Honorary consul of Hungary to Central Switzerland
- In office 1 January 1995 – 14 September 2026

Personal details
- Born: Jürg Marquard 13 July 1945
- Died: 14 September 2026 (aged 81) Zurich, Switzerland
- Citizenship: Switzerland
- Spouse: Rocio Marquard ​ ​(m. 1985, divorced)​ Priscilla Ogilvie ​ ​(m. 1991, divorced)​ Raquel Lehmann ​(m. 2008)​
- Children: 5
- Occupation: Businessman; publisher; television personality;

= Jürg Marquard =

Swiss businessman (1945–2026)

Jürg Marquard (13 July 1945 – 14 September 2026) was a Swiss businessman, publisher and television personality. As of 2022, he was among the 300 wealthiest Swiss, with a net worth of 500 million Swiss francs according to Bilanz.

== Early life and education ==
Marquard was born on 13 July 1945, the eldest of three sons, to Ernst Marquard (1913–1972), a dentist, and Simone Marquard (née Eggli).

His paternal ancestors immigrated from Germany and became citizens in Zürich in 1921. From an early age he was interested and engaged in journalism. After completing the Matura, he told his father he would not pursue a college degree and instead become a full-time publisher of magazines.

== Career ==
Marquard was able to borrow 1,000 Swiss Francs (US$3,200 in 2024) to start his first magazine Pop. Besides this activity he was engaged for several years as moderator of the Swiss Hitparade on Swiss Radio and was often referred to as "Mr. Hitparade".

After the founding period, in which Marquard edited Pop himself, the magazine became increasingly commercial and, after various mergers with other German youth magazines, it became Pop/Rocky, the second-largest German youth magazine behind Bravo. In 1998, Pop/Rocky was merged with the publisher's own youth and music magazine Popcorn, which had established itself as the international umbrella brand for the Marquard Media Group's youth magazine division. Marquard broke into the German-language magazine market in 1981 with the magazine Cosmopolitan. He later published those magazines exclusively in Poland and Hungary.

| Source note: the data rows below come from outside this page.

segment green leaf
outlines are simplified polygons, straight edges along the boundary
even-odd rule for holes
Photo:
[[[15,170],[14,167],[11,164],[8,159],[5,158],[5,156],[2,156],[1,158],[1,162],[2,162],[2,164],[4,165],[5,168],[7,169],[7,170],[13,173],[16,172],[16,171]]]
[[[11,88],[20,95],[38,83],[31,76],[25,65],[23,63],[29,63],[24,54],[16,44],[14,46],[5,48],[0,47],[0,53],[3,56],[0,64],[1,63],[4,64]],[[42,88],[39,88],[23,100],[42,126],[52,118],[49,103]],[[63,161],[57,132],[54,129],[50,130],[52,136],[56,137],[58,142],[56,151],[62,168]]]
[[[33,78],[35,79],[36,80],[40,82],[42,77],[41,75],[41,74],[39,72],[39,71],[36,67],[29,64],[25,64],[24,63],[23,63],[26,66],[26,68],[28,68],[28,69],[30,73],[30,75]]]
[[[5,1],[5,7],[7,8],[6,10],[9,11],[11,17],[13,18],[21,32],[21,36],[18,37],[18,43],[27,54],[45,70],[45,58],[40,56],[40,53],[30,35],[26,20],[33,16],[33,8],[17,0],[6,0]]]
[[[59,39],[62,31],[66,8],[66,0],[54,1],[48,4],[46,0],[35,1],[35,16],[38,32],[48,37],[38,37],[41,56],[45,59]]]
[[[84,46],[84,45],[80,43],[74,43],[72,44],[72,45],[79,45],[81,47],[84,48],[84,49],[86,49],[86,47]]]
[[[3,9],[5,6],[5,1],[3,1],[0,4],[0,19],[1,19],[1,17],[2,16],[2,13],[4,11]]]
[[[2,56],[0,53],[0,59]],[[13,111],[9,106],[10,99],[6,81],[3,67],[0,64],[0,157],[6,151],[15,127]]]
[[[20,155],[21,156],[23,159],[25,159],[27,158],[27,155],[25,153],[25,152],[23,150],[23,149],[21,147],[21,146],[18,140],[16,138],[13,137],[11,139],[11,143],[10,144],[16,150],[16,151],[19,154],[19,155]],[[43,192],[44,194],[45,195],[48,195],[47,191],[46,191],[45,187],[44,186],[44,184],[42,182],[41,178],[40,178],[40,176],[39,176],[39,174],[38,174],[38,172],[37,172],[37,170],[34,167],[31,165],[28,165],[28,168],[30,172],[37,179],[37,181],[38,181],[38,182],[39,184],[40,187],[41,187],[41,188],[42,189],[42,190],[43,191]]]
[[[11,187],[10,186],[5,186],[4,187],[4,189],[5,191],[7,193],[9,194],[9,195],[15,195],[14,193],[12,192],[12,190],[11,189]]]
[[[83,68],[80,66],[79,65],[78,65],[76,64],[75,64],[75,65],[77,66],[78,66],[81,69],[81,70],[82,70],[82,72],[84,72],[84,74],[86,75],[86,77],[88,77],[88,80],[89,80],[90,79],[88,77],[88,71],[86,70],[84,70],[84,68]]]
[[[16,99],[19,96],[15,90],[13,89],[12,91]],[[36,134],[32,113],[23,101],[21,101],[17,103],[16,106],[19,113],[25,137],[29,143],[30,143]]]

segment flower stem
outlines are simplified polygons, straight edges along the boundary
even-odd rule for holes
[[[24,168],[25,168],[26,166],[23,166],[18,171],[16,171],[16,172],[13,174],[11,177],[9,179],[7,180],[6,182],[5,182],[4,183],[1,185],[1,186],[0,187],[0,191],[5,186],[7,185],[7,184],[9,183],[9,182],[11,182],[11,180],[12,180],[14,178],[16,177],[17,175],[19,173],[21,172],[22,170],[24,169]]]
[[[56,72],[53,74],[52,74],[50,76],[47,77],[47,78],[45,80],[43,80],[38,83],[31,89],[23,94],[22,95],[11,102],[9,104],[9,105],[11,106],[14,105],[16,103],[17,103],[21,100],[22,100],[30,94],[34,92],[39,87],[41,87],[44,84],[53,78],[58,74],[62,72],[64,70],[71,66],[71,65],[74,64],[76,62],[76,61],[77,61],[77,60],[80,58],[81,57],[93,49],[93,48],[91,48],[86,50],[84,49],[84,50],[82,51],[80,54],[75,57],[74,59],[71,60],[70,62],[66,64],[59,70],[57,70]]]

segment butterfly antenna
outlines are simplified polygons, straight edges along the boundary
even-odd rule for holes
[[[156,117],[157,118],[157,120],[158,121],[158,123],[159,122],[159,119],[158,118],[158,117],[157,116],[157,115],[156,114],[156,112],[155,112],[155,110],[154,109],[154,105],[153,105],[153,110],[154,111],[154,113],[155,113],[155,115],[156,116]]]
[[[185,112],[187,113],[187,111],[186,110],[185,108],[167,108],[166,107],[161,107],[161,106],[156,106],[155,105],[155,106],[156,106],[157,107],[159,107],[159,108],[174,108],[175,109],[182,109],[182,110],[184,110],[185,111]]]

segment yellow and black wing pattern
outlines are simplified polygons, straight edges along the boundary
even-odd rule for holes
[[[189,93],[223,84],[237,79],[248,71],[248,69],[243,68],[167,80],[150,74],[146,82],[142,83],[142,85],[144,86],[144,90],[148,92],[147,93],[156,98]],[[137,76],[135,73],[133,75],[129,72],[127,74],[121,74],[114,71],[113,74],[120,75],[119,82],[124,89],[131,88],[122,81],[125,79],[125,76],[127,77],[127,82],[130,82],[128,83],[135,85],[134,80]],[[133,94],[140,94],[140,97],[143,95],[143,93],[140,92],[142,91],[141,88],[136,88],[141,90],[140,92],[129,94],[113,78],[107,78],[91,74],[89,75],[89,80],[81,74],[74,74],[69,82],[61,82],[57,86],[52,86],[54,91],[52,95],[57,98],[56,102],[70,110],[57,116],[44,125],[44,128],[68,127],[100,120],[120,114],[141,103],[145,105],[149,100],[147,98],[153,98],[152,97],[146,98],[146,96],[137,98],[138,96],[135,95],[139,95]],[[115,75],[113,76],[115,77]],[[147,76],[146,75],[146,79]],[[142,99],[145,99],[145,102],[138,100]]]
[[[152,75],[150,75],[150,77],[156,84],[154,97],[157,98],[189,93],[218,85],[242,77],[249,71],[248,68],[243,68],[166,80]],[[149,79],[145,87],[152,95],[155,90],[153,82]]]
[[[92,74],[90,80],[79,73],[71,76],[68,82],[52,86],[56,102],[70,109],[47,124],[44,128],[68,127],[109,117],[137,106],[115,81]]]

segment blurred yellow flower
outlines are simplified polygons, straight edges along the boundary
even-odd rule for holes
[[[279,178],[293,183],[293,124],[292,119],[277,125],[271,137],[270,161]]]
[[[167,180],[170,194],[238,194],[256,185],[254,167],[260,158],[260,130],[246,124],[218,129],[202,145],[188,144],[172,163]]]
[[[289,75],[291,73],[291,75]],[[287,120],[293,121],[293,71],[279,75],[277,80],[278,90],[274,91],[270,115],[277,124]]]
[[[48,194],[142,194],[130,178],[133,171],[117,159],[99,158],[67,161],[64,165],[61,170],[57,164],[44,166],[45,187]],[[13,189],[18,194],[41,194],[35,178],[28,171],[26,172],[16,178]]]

In early 2005 he became active as co-producer and protagonist of the reality series Traumjob, which has been a licensed version of Donald Trump's The Apprentice. This series achieved the highest ratings within Swiss Television. From 2019 to 2020 he was also active as investor in the Swiss version of Shark Tank, Höhle der Löwen, which aired on the private channel 3plus. where he invested in promising start-ups. He resigned from this position for medical reasons, and was succeeded by DJ Antoine. In 2019 he started to be involved in real estate investment and development activities around Lake Zurich. Together with development company Inizia AG and Urs Ledermann he formed LMI Property AG.
He became the honorary consul of Hungary in Switzerland in 1995.

== Personal life and death==
Marquard initially married Mexican-born Rocio, a native of Cancún, with whom he had a daughter in 1986. They divorced a couple of years later. On 19 August 1991, Marquard married American-born model Priscilla Ogilvie (born 1966).

He ultimately moved to Miami, Florida, US, where his children were raised.

On 22 July 2008, Marquard married his third wife, Raquel Lehmann (formerly Gubser; born 1963), also a former model, in a civil ceremony in St. Moritz. She was formerly married to Stefan Gubser, a Swiss actor and Roger Lehmann, a financier. Through this marriage, Marquard has two stepchildren.

Marquard resided in Herrliberg, Switzerland, on Lake Zurich. Between 1992 and 2022, Marquard was a long-term tenant at the tower penthouse "La Tuor" of the Badrutt's Palace Hotel, after he took-over the lease from Gunter Sachs. Since then, he hosted annual parties including a New Year reception where he often received over 200 guests until his death in 2026.

He retained a chalet "Chantarella" in St. Moritz and additionally owned a property, "Villa Le Mangabey", on Nevis in the Caribbean. He owned the 160-foot yacht Azzurra II.

Marquard died in Zurich on 14 September 2026, at the age of 81.